RBI flags banks’ capital buffer needs

‘Credit growth is muted, indicative of pandemic scarring; asset quality may get dented going forward’

December 28, 2021 10:51 pm | Updated December 29, 2021 12:26 am IST - MUMBAI

Bumpy road: As support measures unwind, some restructured accounts may require higher provisions.

Bumpy road: As support measures unwind, some restructured accounts may require higher provisions.

Scheduled commercial banks would need a higher capital cushion to deal with challenges on account of the ongoing stress experienced by borrowers as well as to meet the economy’s potential credit requirements, the Reserve Bank of India (RBI) said in its Report on Trend and Progress of Banking in India 2020-21.

“Concerted strategies for timely capital infusion need to be carried forward by the banks,” it said in the report released on Tuesday.

However, it said based on the capital position as on September 30, all Public Sector Banks (PSBs) and Private Banks (PVBs) maintained the capital conservation buffer well over 2.5%.

Emphasising that in India, most pandemic measures had a well-specified sunset clause — some having run their course during the year — it said the impact of these measures on banks’ financial health was not immediately clear and could be fully fathomed only after passage of time.

It said as a fallout of the pandemic and the slowdown in economic activity, the credit growth of scheduled commercial banks (SCBs) remained subdued in FY21 but that non-banking financial companies (NBFCs) had stepped up to fill this space.

“In [the first half of] 2021-22, although credit growth of SCBs has shown some uptick, concerns have emerged about NBFCs’ asset quality,” it added.

The RBI said in the wake of the pandemic-related lockdowns in FY21, supply chains had frozen, and demand had declined, with economic agents conserving cash with a precautionary motive. This had resulted in a sharp decline in credit growth even as deposits increased.

“The fall in yields provided a silver lining, as banks booked profits on their trading accounts. Banking stocks were affected particularly adversely as markets priced in future asset quality deterioration, affecting shareholders’ wealth and confidence,” it said.

Data available for FY22 so far showed banks’ gross as well as net non-performing assets had moderated while provision coverage ratios, capital buffers as well as profitability indicators had improved relative to pre-pandemic levels, the RBI said.

“A closer look at granular data, however, reveals a more nuanced picture. Credit growth is muted, indicative of pandemic scarring on aggregate demand as also risk aversion of banks. Banks’ asset quality may get dented, going forward,” it said.

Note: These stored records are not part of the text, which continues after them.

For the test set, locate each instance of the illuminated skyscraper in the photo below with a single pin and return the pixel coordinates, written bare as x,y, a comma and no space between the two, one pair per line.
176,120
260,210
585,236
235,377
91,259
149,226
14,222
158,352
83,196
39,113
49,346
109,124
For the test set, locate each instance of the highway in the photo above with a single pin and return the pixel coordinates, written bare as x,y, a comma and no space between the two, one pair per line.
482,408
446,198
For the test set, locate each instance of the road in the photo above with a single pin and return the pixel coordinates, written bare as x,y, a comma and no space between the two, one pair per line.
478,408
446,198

“Most of the regulatory accommodations announced by the Reserve Bank, including deferment of implementation of net stable funding ratio, restrictions on dividend payouts by banks, deferment of implementation of the last tranche of capital conservation buffer have already expired,” it said.

As the pandemic situation was dynamic, the regulatory response would be calibrated in response to the evolving situation, it said.

Stating that it had announced Resolution Frameworks 1.0 and 2.0 to provide relief to borrowers and lending institutions, it said as support measures start unwinding, some of the restructured accounts might require higher provisioning by banks over the coming months.

As per the report, the consolidated balance sheet of SCBs accelerated during FY21, notwithstanding the pandemic and the contraction in economic activity in the first half of the year. Deposit growth on the liabilities side was matched by investments on the assets side; however, credit offtake remained subdued,” it said.

“Supervisory data suggest that while nascent signs of recovery are visible in credit growth, deposit growth has slowed down in 2021-22 so far,” it said.

The share of PSBs in total advances as well as in deposits had been declining since

FY11, while PVBs had been improving their share, it said.

In FY21, deposit mobilisation by SCBs was the highest in seven years, mainly contributed by the low-cost current account and savings account deposits. In the first half of FY22, there was a moderation in deposit growth with normalisation of economic activity and rising inflation, it said.

For the last three years, private non-financial corporations had been net savers, progressively increasing their deposits with SCBs while their credit offtake had remained anaemic, it added.